Mas ao contrário do anterior “The Lobster”, a nova aventura de Lanthimos adquire um surpreendente sentimento de frivolidade colmatada, as personagens tentam gradualmente sair dos seus velcros, sonham alcançar a humanidade não reconhecida dos seus “bonecos”, até porque o realizador opera como um psicopata, psicologicamente falando, conhecendo as barreiras das éticas ocidentais e mesmo assim transpondo-as de livre vontade. Verdade seja dita, “The Killing of the Sacred Deer” não está longe do território do cinema de terror, muita vezes desafiante nessas questões morais, mas não estamos a referir um filme de terror, estamos a falar de uma estranha distopia de Lanthimos – não outra sociedade alternativa, e sim, a nossa realidade onde um elemento “alienígena”, algo impróprio, parece criar as suas raízes.

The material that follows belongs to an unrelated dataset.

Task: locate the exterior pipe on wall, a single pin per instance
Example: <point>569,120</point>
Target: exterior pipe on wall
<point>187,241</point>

Tudo começa com um cardiologista (Colin Farrell), de família feita (esposa e dois filhos), que visita constantemente o filho de um falecido paciente, provavelmente culpado pela sua morte. O rapaz (Barry Keoghan) apresenta traumas psicológicos, o espectador fica na dúvida quanto a esses mesmos tormentos, até porque os maneirismos anormais confundem-se com a “normalidade” a lá Lanthimos (e do sempre colaborador argumentista Efthymios Filippou). Contudo, chega o momento em que percebemos que estes ciclos pretendidos corrompem-se quando o cardiologista é ameaçado por uma escolha. A escolha que o fará redefinir novamente como humano sentimental, ou talvez expondo a sua frieza no seu estado mais puro e esterilizado. Sim, essa escolha, essa difícil escolha requer a morte de um ente querido, e apenas ele terá que anunciar a sua mesma morte.

Lanthimos continua com o seu estilo obcecado pela estética, quase kubrickiana. Esta, limpa e mecanizada, uma banda sonora esquizofrênica (entre o rompante e minimalista, a condizer com o espírito do filme), personagens atípicas e aparentemente sem sopro de vidas, reféns da sua sociedade. A inovação de “Killing of the Sacred Deer” advém desse gradual rompimento com as suas próprias regras, conservando ainda o seu modo de provocar de maneira subtil, mas enganosamente explosiva o público. A vingança confrontada sob outra perspetiva e uma atormentada Nicole Kidman são os tiros certeiros para a morte deste “veado sagrado”.